= Ben Brody =

American photographer

Ben Brody is an American war photographer whose work is about his country's war on terror in Iraq and Afghanistan, and its aftermath. His book Attention Servicemember includes photographs made while enlisted in the U.S. Army working in Public Affairs as a combat photographer in Iraq.

==Life and work==
In 2002, at age 22, Brody enlisted in the U.S. Army, "not because he supported the impending invasion of Iraq [...] but because he wanted to photograph it." From 2003 to 2008, he worked in Army Public Affairs as a combat photographer in Iraq. "Brody enjoyed unique access, both physically (moving around the battle space with far greater liberty than civilian journalists were able to) and psychically (wearing the same uniform and subscribing to the same creed as his subjects)." After being discharged, between 2010 and 2018 he spent three to six months a year in Afghanistan as an embedded independent civilian photojournalist.
While in Iraq, the pictures he took were subject to censorship, and selectively edited to portray an optimistic and successful view of the war.
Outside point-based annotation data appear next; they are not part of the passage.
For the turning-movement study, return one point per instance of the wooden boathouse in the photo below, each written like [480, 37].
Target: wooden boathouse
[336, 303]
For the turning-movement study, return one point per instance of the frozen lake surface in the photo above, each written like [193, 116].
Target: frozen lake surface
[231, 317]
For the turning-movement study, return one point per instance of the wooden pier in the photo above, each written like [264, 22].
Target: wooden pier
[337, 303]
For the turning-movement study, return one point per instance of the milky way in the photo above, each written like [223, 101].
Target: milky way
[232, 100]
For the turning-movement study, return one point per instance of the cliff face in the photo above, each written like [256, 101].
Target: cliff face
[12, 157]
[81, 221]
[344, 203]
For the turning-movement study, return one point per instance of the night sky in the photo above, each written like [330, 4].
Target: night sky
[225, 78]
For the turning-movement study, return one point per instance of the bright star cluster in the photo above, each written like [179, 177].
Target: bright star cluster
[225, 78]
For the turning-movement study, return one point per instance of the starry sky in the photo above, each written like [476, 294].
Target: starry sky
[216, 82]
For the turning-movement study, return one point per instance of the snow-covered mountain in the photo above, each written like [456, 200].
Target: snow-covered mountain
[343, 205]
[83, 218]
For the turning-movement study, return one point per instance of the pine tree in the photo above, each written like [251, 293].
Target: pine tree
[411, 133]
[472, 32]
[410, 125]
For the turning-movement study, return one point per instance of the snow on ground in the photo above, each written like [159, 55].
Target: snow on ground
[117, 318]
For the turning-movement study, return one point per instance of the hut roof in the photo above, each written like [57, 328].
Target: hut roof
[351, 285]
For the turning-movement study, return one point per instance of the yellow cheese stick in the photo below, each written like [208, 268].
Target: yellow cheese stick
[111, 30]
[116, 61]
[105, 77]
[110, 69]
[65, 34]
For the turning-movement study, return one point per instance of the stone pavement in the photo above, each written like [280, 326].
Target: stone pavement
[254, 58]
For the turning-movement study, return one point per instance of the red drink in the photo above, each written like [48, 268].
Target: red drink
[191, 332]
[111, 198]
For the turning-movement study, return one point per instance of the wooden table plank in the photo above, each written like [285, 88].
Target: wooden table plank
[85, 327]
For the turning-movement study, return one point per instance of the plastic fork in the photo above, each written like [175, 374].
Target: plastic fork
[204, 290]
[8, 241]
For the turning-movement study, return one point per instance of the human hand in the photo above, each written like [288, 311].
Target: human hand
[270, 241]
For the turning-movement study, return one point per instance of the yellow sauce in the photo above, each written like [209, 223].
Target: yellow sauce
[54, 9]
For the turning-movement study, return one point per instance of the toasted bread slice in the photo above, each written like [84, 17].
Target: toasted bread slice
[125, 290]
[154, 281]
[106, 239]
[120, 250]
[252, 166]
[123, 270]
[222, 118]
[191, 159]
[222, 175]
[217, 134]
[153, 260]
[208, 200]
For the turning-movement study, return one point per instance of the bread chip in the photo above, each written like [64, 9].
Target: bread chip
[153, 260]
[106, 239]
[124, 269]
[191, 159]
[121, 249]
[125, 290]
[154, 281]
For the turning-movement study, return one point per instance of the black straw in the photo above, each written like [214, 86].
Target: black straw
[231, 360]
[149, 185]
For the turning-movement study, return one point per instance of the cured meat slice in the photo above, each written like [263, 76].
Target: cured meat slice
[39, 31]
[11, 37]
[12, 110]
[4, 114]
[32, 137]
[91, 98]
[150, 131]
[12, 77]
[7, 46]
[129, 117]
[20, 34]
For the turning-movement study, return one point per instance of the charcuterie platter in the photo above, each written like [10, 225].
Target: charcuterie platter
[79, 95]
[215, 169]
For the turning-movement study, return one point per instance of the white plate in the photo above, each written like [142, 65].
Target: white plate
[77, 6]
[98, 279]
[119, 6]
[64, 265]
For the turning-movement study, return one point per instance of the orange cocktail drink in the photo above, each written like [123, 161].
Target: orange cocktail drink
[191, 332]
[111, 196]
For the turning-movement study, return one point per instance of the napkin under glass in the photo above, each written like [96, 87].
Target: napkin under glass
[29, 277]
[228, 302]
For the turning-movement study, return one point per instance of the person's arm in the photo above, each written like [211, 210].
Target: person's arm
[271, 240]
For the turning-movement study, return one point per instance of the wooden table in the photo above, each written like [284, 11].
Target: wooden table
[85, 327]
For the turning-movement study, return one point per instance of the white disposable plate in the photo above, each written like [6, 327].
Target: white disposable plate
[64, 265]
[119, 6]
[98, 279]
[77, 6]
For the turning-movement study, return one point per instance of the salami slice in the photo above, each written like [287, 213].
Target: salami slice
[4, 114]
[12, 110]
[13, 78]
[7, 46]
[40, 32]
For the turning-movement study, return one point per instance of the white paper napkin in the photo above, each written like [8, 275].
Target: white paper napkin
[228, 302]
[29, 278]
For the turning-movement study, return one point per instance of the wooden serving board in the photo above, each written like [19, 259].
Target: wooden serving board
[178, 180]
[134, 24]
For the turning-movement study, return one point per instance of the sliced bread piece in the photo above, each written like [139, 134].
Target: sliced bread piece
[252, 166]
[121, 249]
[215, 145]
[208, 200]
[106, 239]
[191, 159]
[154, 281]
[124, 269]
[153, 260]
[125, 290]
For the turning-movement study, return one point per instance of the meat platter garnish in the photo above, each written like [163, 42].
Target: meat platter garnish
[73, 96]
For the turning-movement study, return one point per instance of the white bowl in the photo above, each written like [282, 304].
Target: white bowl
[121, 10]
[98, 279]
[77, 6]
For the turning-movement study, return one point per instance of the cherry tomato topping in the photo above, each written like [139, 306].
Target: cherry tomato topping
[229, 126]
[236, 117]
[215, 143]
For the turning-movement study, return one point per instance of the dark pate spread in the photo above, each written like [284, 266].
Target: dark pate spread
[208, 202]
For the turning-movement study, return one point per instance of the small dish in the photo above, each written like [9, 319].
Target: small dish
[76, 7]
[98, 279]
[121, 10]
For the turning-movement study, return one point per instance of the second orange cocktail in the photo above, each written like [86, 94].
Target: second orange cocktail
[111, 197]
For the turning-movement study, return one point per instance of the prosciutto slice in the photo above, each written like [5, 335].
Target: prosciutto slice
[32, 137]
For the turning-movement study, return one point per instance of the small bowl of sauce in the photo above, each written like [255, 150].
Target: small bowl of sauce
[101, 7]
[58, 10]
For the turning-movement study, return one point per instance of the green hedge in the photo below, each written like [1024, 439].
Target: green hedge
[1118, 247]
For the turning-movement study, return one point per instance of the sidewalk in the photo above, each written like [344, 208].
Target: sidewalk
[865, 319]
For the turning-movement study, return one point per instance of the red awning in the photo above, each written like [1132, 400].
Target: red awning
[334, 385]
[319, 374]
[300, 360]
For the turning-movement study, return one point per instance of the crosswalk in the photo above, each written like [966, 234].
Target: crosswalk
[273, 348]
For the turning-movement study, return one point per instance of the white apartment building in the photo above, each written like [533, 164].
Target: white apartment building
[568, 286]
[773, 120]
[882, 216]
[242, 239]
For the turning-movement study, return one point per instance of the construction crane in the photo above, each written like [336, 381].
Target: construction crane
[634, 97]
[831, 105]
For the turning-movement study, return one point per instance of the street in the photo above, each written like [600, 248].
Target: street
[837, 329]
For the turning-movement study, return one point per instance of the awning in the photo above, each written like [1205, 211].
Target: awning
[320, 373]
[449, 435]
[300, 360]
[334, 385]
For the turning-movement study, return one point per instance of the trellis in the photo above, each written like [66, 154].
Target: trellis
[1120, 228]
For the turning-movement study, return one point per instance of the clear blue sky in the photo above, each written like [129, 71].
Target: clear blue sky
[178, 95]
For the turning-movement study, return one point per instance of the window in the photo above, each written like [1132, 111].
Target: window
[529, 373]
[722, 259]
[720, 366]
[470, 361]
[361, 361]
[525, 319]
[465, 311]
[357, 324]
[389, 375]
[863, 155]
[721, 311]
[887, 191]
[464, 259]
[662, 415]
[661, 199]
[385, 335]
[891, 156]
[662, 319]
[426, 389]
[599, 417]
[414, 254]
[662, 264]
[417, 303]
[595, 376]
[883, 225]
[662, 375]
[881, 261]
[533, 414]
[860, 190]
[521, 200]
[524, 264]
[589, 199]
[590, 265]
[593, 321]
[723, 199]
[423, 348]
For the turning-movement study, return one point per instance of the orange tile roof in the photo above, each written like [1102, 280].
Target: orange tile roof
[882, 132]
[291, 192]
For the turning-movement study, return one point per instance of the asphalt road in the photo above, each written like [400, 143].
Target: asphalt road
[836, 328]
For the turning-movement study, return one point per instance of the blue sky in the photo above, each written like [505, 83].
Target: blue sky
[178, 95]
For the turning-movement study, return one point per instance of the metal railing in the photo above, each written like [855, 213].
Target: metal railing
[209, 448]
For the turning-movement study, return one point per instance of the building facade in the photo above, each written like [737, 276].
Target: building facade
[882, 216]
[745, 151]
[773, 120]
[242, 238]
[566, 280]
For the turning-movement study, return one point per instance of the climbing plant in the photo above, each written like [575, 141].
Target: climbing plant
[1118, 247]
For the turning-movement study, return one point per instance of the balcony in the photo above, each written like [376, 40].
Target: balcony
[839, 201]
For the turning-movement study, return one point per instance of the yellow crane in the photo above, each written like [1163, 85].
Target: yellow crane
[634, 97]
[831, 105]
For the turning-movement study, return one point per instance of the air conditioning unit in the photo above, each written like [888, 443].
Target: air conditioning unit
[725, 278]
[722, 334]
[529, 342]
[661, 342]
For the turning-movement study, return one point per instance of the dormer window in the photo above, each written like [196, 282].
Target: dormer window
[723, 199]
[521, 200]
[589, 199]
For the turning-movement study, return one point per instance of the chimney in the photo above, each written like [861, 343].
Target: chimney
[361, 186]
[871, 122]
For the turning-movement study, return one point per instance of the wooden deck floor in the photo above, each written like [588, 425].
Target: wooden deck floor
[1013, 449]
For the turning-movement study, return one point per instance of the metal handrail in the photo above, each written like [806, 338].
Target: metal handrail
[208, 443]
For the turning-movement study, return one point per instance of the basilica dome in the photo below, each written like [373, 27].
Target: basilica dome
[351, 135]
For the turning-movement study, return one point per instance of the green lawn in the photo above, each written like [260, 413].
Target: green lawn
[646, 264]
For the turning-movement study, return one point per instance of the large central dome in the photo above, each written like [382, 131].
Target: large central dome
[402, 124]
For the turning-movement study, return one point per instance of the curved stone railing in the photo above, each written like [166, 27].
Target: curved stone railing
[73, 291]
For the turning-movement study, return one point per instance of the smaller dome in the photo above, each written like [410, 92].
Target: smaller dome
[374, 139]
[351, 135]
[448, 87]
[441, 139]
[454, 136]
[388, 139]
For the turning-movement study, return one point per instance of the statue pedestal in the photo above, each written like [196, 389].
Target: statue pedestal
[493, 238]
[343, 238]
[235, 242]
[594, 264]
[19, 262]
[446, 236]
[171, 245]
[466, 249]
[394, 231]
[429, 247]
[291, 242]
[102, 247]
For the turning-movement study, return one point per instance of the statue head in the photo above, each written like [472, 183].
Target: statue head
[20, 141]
The photos released by the Army were propaganda, often wildly at odds with the deteriorating and violent situation on the ground. Later in Afghanistan, his work was again restricted, this time implicitly through the press access and permits granted by the military.
The resulting book, Attention Servicemember (2019), was described in Huck as "using photography and storytelling to communicate the immense brutality of 21st-century warfare, and the way images can be used to sell anything, from government propaganda to vape pens."

In 2021, as the United States Armed Forces completed their withdrawal from Afghanistan, Brody worked remotely, trying to help people stuck on the ground there. His book 300m, which uses an accordion format, pairs reproduction of a WhatsApp chat with a friend and translator from this time, with photographs he made using a 360 degree panoramic toy camera while in Afghanistan. "It follows the friend's attempts to reach the entrance to Kabul's airport in the frenzy [...] It begins 300m (900ft) from the gate".

==Publications==
- Attention Servicemember. Red Hook, 2019. ISBN 9781941703120. Photographs and text.
  - Second, expanded edition. Mass, 2020. ISBN 9781941703120.
- 300m. Mass, 2022. ISBN 9780997216349. Edition of 600 copies.